QUEENS–Wanted, painter to hide water damage that drools down my living room wall like squid legs. Last painter stopped after his brush flicked a map of Polynesia across living room. No quitters! I will make you lemonade with extra sugar.
 
BRONX – Wanted, repairman to fix streetlight outside our bedroom window. City not willing to help! The light clinks all night – like a penny spinning in a dryer. We are forced to sleep in the bathtub. Help us.
 
MANHATTAN – Wanted, roommate for fantastic studio at 24th and Broadway. Checkerboard wood floors, cots that screech and ice tray windows in the winter. Sun naturally cuts the place in half when the blinds are cracked in the late afternoon. Available now.
 
QUEENS – Wanted, female companion for afternoon trips to pizza places. I dream of you and I standing in line, pointing our fingers at the menu like rifles. The best pizza has crust that cracks like glass – do you agree?
 
 
 
The Death of Margie
 
 
My brother pitched the ball, his feet sinking in the muddy grass that stank of rotting vegetables. I pointed at Dad’s tool shed and cracked the ball on impact. I flicked the bat and heard a squabble scream and saw feathers discharge like a detonated down pillow.

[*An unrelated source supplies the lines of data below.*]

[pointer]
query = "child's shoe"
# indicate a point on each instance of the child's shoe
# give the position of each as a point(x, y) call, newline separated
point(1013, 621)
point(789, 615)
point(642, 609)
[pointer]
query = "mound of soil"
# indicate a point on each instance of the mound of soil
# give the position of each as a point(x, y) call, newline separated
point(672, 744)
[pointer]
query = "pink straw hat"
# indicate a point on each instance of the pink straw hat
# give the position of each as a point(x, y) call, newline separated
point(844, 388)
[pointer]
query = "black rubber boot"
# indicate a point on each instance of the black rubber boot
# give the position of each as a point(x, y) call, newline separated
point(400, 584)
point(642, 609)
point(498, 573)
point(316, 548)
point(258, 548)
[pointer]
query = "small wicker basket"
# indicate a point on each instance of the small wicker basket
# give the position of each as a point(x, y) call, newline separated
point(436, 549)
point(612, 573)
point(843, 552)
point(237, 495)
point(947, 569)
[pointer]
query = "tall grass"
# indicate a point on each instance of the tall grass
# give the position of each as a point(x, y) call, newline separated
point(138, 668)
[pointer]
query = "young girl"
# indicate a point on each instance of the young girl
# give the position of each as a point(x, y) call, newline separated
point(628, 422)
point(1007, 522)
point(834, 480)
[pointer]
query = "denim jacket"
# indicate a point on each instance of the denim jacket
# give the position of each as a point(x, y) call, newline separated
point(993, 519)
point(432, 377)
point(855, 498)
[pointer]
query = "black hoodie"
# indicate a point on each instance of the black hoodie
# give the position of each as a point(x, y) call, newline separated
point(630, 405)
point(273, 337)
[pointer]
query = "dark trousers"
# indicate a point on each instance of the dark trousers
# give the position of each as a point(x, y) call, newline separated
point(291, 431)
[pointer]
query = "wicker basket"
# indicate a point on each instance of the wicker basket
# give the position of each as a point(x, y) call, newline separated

Margie slumped over, beak stabbed into our backyard, her gobbler legs crossed like a crucifix.
 
Where in Heaven does a hen sleep that never aged enough to lay an egg?

“It was instant death,” Mom said with her knees far apart as she smoked by the alligator pen. I imagined I had seen the vapors of Margie’s chicken soul blast skyward before my bat had stopped rolling. My parents’ burger stand was empty because no one wanted to drive through the Everglades on a day that hot, so we gathered at the point of death. The 14 foot gator mom found as a baby shredding banana peels in a garbage can nuzzled against his chain link fence—eyeing Margie’s wrinkled legs.
 
Is it true that summer plans on setting fire to the swamp?
 
I pressed a shovel into the ground while mom slapped dirt off her jeans. The movement of her hands stirred up the scent of gasoline. I shoveled out three scoops of soft earth. Dad waved away a mosquito and handed me Margie’s body head down—her little feet pointing to the heavens. My brother and I said a brief prayer while Mom and Dad looked towards the road and the roar of a passing truck.
 
Is there nothing dangerous about the color of gasoline?
 
Margie was placed delicately into the hole. Dad filled the grave and made a metallic ding as he slapped the shovel over the disturbed ground. It was right then, as the funeral closed and the sweetness of the marsh heated my nostrils, that I thought of something to say. But when I turned to my mom she had already left to throw beef to the alligator.
 
If death is coming, then what direction is it coming from?